Clean Energy SPAC #1: Li-Cycle Holdings (LICY)
Market cap $2 billion
By the end of the decade, 90% of lithium demand will be for batteries. That will raise the price of the commodity and put a strain on supplies. Li-Cycle recycles li-ion batteries through a closed-loop process that generates no waste and involves no combustion, cleanly producing lithium and other battery components ready for resale. Its plants in New York and Ontario can process 10,000 metric tons a year right now. Two more facilities, in Arizona and Alabama, will open in 2022, doubling capacity. The company has a fairly simple plant model that allows for quick expansion, too. In addition to traditional recycling sources, Li-Cycle has deals to collect scrap from numerous battery makers who discard as much as 30% of lithium in manufacturing. Scrap lithium volumes that will quintuple by 2025, the company says. Further down the line: massive volumes from end-of-life recycling from EVs. Sales hit $1.7 million in its latest quarter and will be up 50% to 100% this quarter as the business ramps up to full utilization of capacity. Li-cycle closed its SPAC merger in early August and white shoe Wall Street analysts have just noticed the business. They’re saying shares can rise 40% to 50%.
Clean Energy SPAC #2: ReNew Energy (RNW)
Market cap $4.18 billion
ReNew is India’s largest renewable electricity company, with 5.9 gigawatts (GW) of capacity and another 5.6 GW committed (in developed and/or with signed awards), split roughly evenly between wind and solar. It just bought 99MW of hydropower in India, its first foray into water. Renewable energy on a utility scale costs less than traditional fossil fuel power in India without any subsidies, meaning renewable power demand is expected to meet all of India’s electricity growth. The country will triple its electrical demand in the next decade, which in effect means renewables will grow 10-fold from today. Overall, ReNew will generate $699 million in revenue this year, has $905 million in committed sales for 2022 and $1.1 billion the year after that. EBITDA margins are huge at 83% (yes, 83%) and seen edging higher in coming years. Goldman Sachs owns 32% of the company with the Canada Pension Plan Board owning 13% as the second-largest shareholder. The SPAC merger completed in mid-August.

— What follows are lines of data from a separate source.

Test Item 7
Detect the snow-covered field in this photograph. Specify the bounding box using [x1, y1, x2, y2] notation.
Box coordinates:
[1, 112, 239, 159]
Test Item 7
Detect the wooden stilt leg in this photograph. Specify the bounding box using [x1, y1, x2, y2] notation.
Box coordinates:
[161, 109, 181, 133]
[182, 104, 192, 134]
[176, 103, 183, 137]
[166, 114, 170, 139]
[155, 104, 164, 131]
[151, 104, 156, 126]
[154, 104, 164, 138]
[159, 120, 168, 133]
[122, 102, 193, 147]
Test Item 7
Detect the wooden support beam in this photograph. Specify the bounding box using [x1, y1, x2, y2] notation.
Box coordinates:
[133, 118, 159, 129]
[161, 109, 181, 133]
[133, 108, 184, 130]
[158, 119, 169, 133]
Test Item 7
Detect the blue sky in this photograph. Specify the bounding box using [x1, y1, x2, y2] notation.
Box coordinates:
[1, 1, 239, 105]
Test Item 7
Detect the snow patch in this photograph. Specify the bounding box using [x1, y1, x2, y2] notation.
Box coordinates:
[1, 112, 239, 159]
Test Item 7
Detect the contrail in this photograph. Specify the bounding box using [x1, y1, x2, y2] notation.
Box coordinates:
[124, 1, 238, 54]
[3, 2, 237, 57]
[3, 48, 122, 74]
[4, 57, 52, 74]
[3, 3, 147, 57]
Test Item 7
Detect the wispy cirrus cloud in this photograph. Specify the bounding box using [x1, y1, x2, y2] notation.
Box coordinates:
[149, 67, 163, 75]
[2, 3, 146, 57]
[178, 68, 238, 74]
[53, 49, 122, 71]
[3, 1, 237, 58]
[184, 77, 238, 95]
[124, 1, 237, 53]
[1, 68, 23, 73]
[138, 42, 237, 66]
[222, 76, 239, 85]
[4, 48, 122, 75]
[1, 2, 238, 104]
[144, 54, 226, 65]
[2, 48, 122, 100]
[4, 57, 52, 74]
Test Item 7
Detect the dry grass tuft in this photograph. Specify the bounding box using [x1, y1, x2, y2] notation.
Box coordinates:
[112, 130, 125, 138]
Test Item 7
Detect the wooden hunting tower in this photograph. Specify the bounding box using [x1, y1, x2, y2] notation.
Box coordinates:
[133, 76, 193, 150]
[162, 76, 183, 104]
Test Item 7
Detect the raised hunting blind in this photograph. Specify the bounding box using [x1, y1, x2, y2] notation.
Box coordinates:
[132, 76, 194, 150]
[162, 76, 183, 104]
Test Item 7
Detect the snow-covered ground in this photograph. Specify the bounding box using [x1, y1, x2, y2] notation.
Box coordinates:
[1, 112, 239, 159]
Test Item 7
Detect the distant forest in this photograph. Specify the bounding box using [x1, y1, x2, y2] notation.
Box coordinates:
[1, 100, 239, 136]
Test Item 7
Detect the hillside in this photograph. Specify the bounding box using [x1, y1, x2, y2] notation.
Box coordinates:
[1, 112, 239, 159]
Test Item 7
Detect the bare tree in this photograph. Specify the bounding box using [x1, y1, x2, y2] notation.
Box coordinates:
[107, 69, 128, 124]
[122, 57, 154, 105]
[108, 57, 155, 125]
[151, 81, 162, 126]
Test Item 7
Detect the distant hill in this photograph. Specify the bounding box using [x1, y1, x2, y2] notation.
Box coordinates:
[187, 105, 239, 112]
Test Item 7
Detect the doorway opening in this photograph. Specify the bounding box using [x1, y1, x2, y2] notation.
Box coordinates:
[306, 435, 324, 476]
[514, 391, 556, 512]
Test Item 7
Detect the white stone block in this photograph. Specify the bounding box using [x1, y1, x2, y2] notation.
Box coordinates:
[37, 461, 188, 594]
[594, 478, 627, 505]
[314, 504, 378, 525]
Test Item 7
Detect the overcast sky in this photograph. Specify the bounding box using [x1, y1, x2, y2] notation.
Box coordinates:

Clean Energy SPAC #3: Volta (VLTA)
Market cap $1.5 billion
Volta operates EV charging stations. In 2020, it generated $25 million in sales from 1,507 locations in the U.S. and says it will make $47 million this year from about twice that. Volta’s business model is to combine display advertising with charging: basically putting ads on charger displays about the size of ads you see on mall directories. The company likes to put chargers at or near retailers where ads can generate immediate spending. Part of its thesis is that food retailers in particular will want Volta charging stations on their property and food brands will want to advertise on them. Why? Because gas stations actually really make their profits from food purchases. With no need for gas, that spending becomes up-for-grabs. In the long term, Volta says it can apply artificial intelligence to station and ad data to drive further advances, including information and planning services it can sell.
In my Greentech Advisor, we purchased the warrants of these three. Warrants are cheaper than shares and offer a better chance for multi-bagger-style gains. But SPAC warrants come with caveats around mandatory redemptions and expiration dates, plus trading tends to be very volatile. Buying shares of these outright can be a less volatile while offering a lot of long-term upside for aggressive growth investors.